There was ample evidence before the Inspector to show that, if a large percentage of this land was turned over to residential use as a result of the Inspector's conclusion this would not cause any significant reduction in the stock of employment land available to the authority, which it was one of the authority's primary planning policies to preserve in employment use. And the reason why this is so is the very evidence to which I have just referred under challenge number (2). That evidence, I should point out, was uncontradicted by the claimant. If the fact that a high percentage of the appeal site was going to be withdrawn from employment use is in fact to be treated as a breach of the Council's policy then it was balanced, as paragraph 12 of the Inspector's decision letter makes plain, by the national need for an extension of housing, in particular in small units to cater for families of limited size.
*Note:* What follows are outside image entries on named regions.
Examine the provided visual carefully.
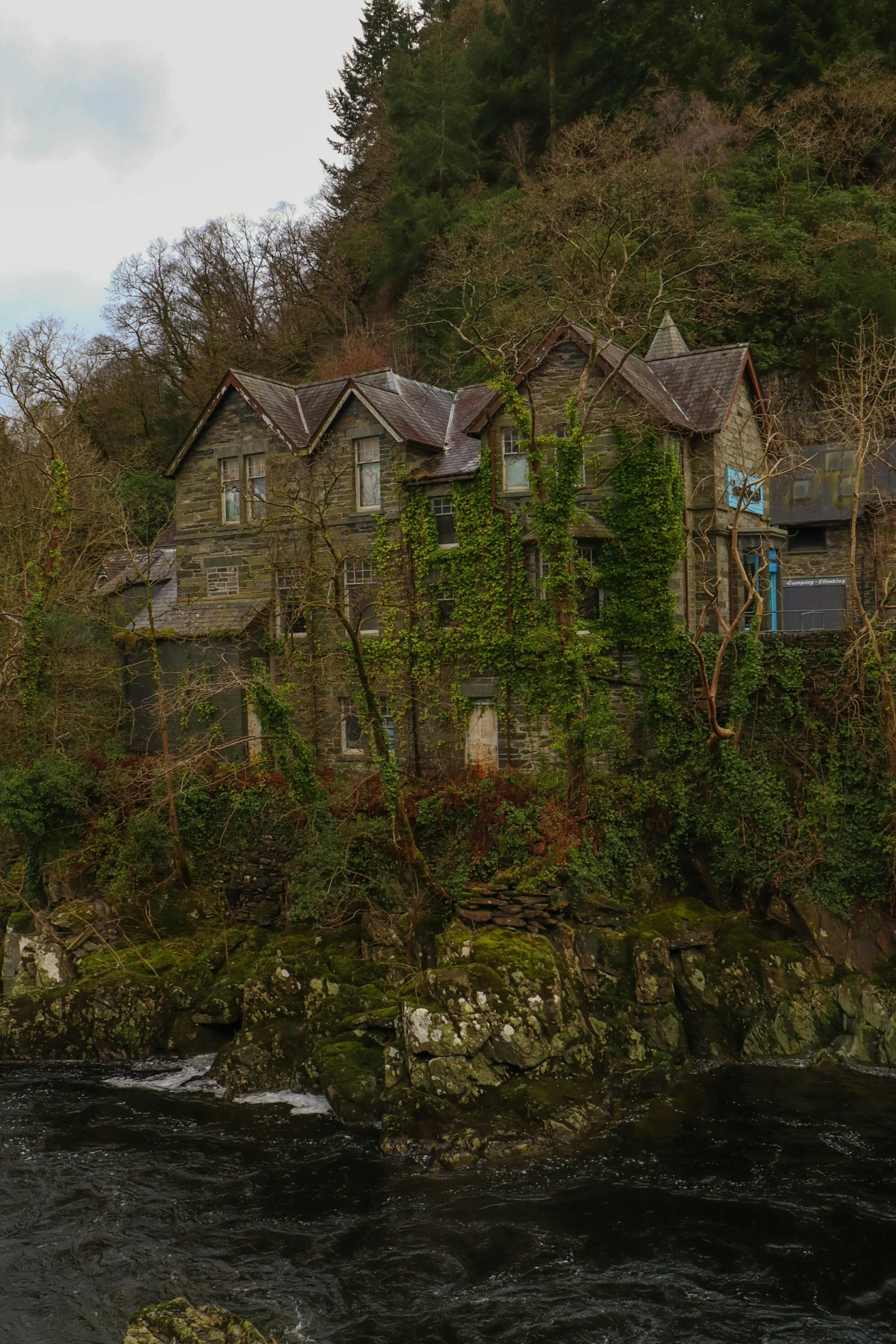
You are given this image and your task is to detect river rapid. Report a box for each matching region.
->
[0,1062,896,1344]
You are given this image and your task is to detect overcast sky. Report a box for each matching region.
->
[0,0,363,332]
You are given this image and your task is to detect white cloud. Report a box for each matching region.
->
[0,270,106,335]
[0,34,166,169]
[0,0,364,333]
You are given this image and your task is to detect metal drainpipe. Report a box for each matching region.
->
[489,425,513,769]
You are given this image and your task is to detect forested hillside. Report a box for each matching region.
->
[50,0,896,469]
The decision by the Inspector to prefer the latter policy cannot be described as perverse.
It seems to me that those considerations were sufficient material considerations to meet the requirements of section 54A and, accordingly, this challenge to the Inspector's decision must be rejected.
For these reasons, in my judgment, this application must be dismissed.
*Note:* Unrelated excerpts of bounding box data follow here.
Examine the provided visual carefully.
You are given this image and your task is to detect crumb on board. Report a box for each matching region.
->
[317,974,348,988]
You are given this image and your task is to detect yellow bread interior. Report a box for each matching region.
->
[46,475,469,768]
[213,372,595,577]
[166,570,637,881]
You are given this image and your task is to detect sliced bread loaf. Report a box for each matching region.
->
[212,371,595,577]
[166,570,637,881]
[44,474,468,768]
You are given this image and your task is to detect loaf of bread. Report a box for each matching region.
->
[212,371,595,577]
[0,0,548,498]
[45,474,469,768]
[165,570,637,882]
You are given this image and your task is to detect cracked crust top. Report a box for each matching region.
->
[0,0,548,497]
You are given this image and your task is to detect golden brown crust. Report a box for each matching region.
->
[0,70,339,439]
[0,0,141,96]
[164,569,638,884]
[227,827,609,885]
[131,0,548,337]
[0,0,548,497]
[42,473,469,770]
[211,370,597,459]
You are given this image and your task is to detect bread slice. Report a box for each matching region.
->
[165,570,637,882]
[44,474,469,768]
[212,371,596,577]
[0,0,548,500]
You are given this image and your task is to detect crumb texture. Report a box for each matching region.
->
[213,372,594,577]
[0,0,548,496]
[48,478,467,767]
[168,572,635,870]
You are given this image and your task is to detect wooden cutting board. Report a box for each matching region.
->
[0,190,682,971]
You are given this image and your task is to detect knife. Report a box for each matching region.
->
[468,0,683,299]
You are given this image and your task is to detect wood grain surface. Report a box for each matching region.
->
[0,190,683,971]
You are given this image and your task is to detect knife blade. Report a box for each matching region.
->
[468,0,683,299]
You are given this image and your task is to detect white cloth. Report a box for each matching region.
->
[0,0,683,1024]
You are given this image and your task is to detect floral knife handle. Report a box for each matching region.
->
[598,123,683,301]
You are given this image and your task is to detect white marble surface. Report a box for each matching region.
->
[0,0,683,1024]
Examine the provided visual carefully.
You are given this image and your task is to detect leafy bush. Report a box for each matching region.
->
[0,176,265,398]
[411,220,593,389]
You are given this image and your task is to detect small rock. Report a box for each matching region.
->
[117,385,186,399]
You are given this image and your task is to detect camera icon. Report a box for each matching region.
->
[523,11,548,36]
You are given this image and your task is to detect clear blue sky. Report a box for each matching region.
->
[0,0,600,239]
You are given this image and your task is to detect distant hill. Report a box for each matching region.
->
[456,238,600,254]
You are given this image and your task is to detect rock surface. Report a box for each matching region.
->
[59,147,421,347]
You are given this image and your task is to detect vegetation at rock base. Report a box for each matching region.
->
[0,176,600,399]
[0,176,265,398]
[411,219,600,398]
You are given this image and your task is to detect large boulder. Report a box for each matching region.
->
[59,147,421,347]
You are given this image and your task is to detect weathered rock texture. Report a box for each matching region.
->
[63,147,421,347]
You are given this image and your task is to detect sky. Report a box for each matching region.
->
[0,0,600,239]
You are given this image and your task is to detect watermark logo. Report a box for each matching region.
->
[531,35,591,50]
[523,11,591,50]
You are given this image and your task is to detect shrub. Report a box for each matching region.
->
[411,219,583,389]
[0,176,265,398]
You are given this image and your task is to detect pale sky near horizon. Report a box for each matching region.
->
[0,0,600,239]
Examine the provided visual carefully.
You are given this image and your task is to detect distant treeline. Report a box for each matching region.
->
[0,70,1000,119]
MR MAURICI: My Lord, in addition to an order dismissing the claim, I seek an order for summary assessment of the Secretary of State's costs. My Lord, there is a slightly revised schedule I could hand up to you. My Lord, I believe the sum is agreed.
MR WARREN: My Lord, in effect I do not resist the principle of costs in relation to the first defendant and in effect it is agreed.
MR JUSTICE EVANS-LOMBE: Yes. Very well.
MR MAURICI: You can see the revised total is £6,906.88.
MR JUSTICE EVANS-LOMBE: Yes, I will assess the costs in that amount.
MR NEWBERRY QC: I do not pursue costs, my Lord.
MR WARREN: One further matter, if I may.
MR JUSTICE EVANS-LOMBE: Yes.
MR WARREN: This not being a second appeal, it falls upon me to apply to your Lordship for permission to appeal to the Court of Appeal which I now do very briefly. There are two short points, my Lord, to put before you. The first is: if, as your Lordship has held, paragraph 42 of PPG3 and 42A of the draft do not apply to this factual situation, the Court of Appeal should give some consideration in my submission to why the Inspector has referred to it in the paragraph to the draft 42A in her decision letter at paragraph 12 and, secondly, there is an important point of more general practice which effects not only my client but many house builders practising in the country which is: what in PPG3 supports the redevelopment of protected employment sites which are 'poorly sited'? Those two points, my Lord, not only, in my submission, present an arguable case for the challenge to go forward, but are also of a more general importance as well.
MR JUSTICE EVANS-LOMBE: No, Mr Warren, I decline permission to appeal. Anything else?
MR MAURICI: No, my Lord.
MR NEWBERRY QC: I would thank your Lordship for sitting early.